DJ: Why did Nouriel Roubini challenge blockchains recently?
Gouran:In simple terms, he challenged blockchain because he has to. Nouriel Roubini’s persona of “Dr Doom” has pigeonholed him as a constant naysayer who always predicts the worst, meaning that he cannot say anything good even when it comes to a technology like blockchain that has objectively positive qualities to it. People take him seriously because of how he predicted the 2008 housing crisis, but no one talks about all of the times in which he was wrong, such as when he said in 2009 that banks in the US would become insolvent within six months, and that oil would crash that year – when, in fact, it jumped.
His writeup that challenged blockchain alleges that blockchains are essentially just glorified spreadsheets. He also tried to frame blockchain’s use cases as a “last ditch” effort for creators of failed ICOs to salvage the underlying technology. He also states that no organization of any kind would entrust a blockchain network to handle important tasks of any kind.
Why did he say these things? It seems that they sound plausible enough on the surface to someone who isn’t in blockchain… but more importantly, it fits into his narrative of always predicting the worst.
DJ: How would you counter these arguments?
Gouran:With regard to blockchains being glorified spreadsheets, spreadsheets don’t manage decision-making processes like blockchains do. Further, spreadsheets can be edited, whereas blockchain data is permanent. There are some similarities between a blockchain network and a spreadsheet, yes. Just in the same way that there are similarities between a bank’s accounts and a spreadsheet. Spreadsheets are a way of managing data commonly used all around the business world, but it is a mistake to say that blockchain is exactly the same thing. There are some clear differences, and I would consider this to be an apples and oranges comparison.

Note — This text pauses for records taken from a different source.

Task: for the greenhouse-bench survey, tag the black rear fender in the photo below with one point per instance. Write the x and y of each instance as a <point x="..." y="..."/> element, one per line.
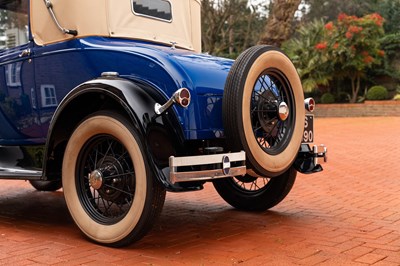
<point x="162" y="135"/>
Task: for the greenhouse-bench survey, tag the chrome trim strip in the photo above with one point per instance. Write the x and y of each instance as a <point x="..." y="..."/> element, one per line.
<point x="210" y="160"/>
<point x="206" y="175"/>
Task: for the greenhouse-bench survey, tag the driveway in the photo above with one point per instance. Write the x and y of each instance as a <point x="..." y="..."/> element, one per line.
<point x="347" y="215"/>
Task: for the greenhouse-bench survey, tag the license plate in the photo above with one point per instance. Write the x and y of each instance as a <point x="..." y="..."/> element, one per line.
<point x="308" y="135"/>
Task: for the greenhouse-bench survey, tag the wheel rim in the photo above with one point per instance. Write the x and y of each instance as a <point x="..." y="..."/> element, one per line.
<point x="105" y="179"/>
<point x="250" y="185"/>
<point x="272" y="111"/>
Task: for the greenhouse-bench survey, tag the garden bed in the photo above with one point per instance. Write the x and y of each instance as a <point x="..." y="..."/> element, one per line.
<point x="369" y="108"/>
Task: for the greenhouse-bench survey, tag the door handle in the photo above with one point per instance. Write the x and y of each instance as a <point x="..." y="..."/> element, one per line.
<point x="26" y="52"/>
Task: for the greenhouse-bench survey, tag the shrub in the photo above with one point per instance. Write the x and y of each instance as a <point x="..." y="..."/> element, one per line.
<point x="342" y="97"/>
<point x="327" y="98"/>
<point x="377" y="93"/>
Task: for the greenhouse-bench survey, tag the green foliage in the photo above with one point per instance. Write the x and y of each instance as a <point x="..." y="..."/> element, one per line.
<point x="352" y="45"/>
<point x="330" y="9"/>
<point x="390" y="10"/>
<point x="229" y="26"/>
<point x="377" y="93"/>
<point x="327" y="98"/>
<point x="311" y="65"/>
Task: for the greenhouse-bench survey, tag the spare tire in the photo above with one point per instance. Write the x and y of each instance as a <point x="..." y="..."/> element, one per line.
<point x="263" y="110"/>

Then for the idea that blockchains are just a way to salvage value from failed ICOs, I would counter this by saying that blockchain network projects like IBM’s Hyperledger are being pursued strictly on the basis of blockchain’s merits as a technology, which have nothing to do with cryptocurrency. Yes, there are many failed ICOs. But that has nothing to do with blockchain as a technology, and how it is being used in ways that do not involve cryptocurrency in any way whatsoever.
As for no organization of any kind entrusting a blockchain network to handle important tasks, we’ve already seen applications of it with IBM. Another notable one is the town of Zug in Switzerland. Not only do they use the blockchain for their municipal voting processes, residents can also pay for services using Bitcoin. So it seems Nouriel hasn’t done his research at all in making these claims.

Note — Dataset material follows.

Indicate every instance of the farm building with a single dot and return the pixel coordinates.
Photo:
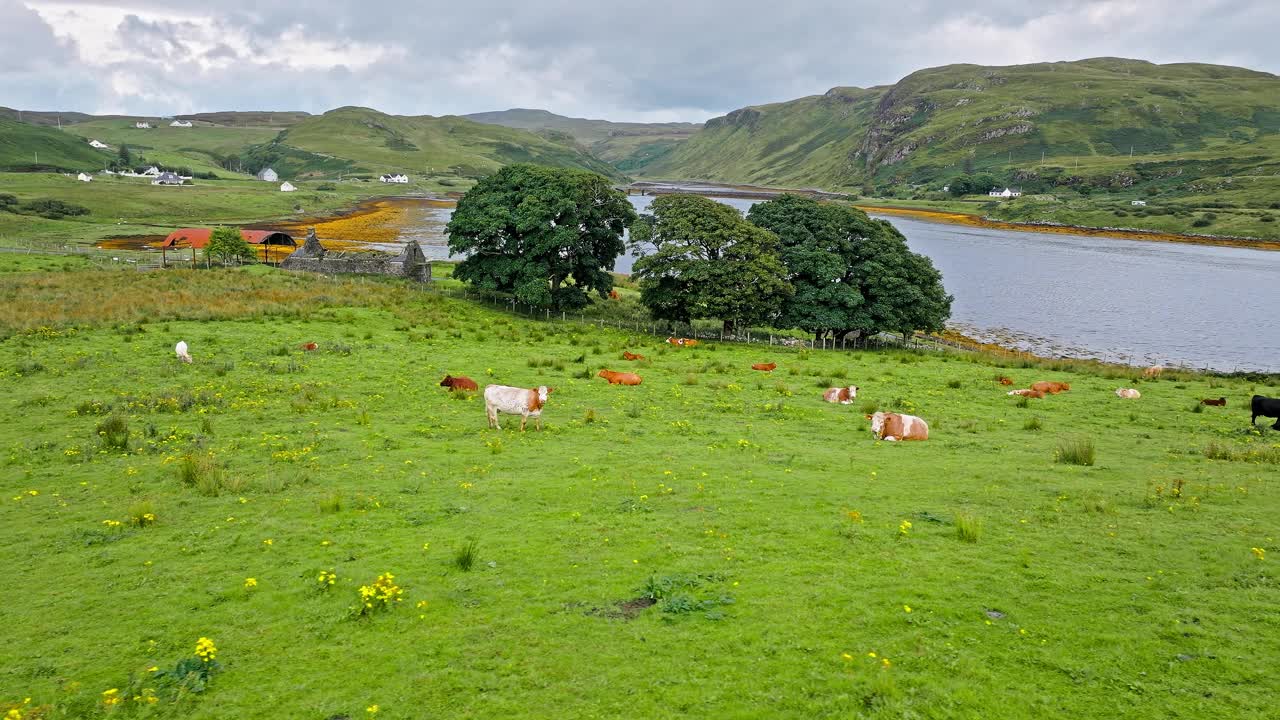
(199, 237)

DJ: Which are the best case studies which showcase the successful implementation of blockchains?
Gouran:Aside from the town of Zug, the Walmart use case for tracking pork chop and mango shipments remains one of the most notable implementation use cases to date, cutting a multi-day tracing process down to two seconds. Also, the state of Andhra Pradesh in India has secured more than 100,000 land records using blockchain technology… a particularly profound use case, given the high rates of bribery and fraud in the country.